微妙なニュアンスの違いはあるかもしれない。しかしそれを意識して使い分けているとか、他人が使っているのを聞いて違和感を覚えたりすることはまずない。

「たい」がつく場合、おそらく主観が表されているのだと思う。
自分が重い物を持って実際に「重たい」と感じるとか、「眠たい」も「だから眠りたい」という希望が含まれる。
つまり「たい」には実感がこもっている。

いっぽうで「重い」は推量を含めて、実際に重いかどうかは別にして「重そうな状態」を一般に表現しているのではないだろうか。

品詞からすればいずれも形容詞となろう。
おもしろいことに、「重い」の対語にあたる「軽い」には「軽たい」という用法がない。
これはどういうことだろうか?
「重い」あるいは「重たい」には広く深い意味が、日本人にはあるようだ。
病気などで「症状が重い」や「症状が重たい」と使っても、「症状が軽い」とは言うが「症状が軽たい」とは言わないのは、その価値がないからだ。
「軽い病状」に対して、その話者が外に対してそれ以上の気持ちを訴える必要もなく、医師が患者に伝える場合でも「軽い」とさらりと言うだけで足りる。
ところが「重たい」には、深刻な含みがあるのである。
「気分が重たい」は「気分が重い」と言い換えられるし、そう言い換えて「重さ」の微妙な軽重を表現できる。いっぽうで「軽さ」の微妙な軽重を問うたり、表現する場面はあまり要請がない。
「重い」や「重たい」にはネガティブなニュアンスがあり、それは「どの程度」かが重要になってきて、話者や主観者はそのニュアンスを表現したいのである。
いっぽうで、「軽い」にはポジティブな、あるいは文字通りのイメージであって、「軽い」と表現するだけで足りているのであろう。

もう少し違いを比べてみよう。
「重い罪」を「重たい罪」とは、あまり言わない。
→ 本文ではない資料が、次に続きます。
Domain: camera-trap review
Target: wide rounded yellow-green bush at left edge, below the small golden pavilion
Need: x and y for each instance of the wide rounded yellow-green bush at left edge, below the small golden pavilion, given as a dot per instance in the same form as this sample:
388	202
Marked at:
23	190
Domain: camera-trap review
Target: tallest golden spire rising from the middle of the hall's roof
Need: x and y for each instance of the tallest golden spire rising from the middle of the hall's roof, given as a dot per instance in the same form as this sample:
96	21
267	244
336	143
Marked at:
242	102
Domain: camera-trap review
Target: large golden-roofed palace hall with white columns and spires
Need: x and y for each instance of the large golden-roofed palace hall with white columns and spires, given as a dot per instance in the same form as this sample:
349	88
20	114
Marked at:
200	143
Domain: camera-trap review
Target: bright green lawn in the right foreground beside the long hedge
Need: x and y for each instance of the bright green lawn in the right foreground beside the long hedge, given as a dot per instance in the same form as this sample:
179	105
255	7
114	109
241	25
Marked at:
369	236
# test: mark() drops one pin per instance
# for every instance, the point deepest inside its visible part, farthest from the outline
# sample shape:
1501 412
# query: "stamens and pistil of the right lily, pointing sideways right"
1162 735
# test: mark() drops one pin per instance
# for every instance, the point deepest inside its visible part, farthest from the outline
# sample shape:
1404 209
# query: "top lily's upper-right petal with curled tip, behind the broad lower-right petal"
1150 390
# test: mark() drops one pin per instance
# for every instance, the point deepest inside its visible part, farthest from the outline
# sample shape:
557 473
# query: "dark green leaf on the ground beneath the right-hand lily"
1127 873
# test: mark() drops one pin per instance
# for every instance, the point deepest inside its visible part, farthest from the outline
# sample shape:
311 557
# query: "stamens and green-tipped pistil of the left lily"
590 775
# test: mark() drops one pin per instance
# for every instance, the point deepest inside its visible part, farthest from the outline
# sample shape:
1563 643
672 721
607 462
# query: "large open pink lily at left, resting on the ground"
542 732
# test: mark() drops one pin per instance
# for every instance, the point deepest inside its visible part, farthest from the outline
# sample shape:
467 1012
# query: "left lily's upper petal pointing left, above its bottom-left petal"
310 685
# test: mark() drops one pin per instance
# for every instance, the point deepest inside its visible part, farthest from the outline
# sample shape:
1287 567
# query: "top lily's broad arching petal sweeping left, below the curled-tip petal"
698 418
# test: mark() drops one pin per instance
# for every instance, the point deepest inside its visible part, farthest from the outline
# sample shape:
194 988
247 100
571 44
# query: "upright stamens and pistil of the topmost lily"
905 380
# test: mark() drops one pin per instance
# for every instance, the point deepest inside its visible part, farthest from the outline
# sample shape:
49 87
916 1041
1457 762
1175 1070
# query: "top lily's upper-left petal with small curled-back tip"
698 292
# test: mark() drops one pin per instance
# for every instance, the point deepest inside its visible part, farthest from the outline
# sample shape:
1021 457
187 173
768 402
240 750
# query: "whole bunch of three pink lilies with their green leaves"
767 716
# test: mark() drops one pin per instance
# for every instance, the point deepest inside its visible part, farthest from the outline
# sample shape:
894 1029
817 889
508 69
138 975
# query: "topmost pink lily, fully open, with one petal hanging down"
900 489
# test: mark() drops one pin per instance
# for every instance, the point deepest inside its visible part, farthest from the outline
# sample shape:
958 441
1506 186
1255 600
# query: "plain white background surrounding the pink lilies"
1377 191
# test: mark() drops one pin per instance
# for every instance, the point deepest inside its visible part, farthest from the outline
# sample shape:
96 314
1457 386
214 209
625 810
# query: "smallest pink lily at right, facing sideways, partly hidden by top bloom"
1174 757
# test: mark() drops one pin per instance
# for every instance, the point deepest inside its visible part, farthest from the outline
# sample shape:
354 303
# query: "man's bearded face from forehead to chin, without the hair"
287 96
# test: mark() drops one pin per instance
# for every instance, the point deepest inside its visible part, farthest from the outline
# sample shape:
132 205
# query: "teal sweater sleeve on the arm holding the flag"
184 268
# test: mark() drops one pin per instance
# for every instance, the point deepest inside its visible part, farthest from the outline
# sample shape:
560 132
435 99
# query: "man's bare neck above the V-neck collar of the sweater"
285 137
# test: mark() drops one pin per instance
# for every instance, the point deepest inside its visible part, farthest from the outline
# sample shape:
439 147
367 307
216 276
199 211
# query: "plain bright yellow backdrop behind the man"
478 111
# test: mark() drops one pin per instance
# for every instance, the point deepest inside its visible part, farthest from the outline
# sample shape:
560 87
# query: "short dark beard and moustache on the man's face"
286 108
無論「重たい罪」と言ってもそんなにおかしくもないが。
書き言葉ではそんな表現をしなくても、話し言葉では、まあまああるのではなかろうか?
関西では「温い(ぬくい)」と「温たい(ぬくたい)」という慣用表現がある。若い人が良く使う。

「重い言葉」と「重たい言葉」はほぼ同じ比率で使われていて、使い分けは見られない。
「重そう」と「重たそう」も、実感ではなく、想像で表現する場合も使い分けは見られない。
もう少し詳しくみると「重そう」は実際にその物を持ってみて「軽かった」場合であり、「重たそう」はほぼ、見た目での想像だ。

よく物理的に「重さ」を表現するなら、単に「重い」であり、感情を含ませる場合「重たい」になると説明している人がいるが、おおむねそうなんだろうと私も同意する。

驚いたことに、けっこうな人が、「この違いはなんだ?」と疑問に思っていることだった。
日常で、些細なことに疑問を持つことは良いことだと思う。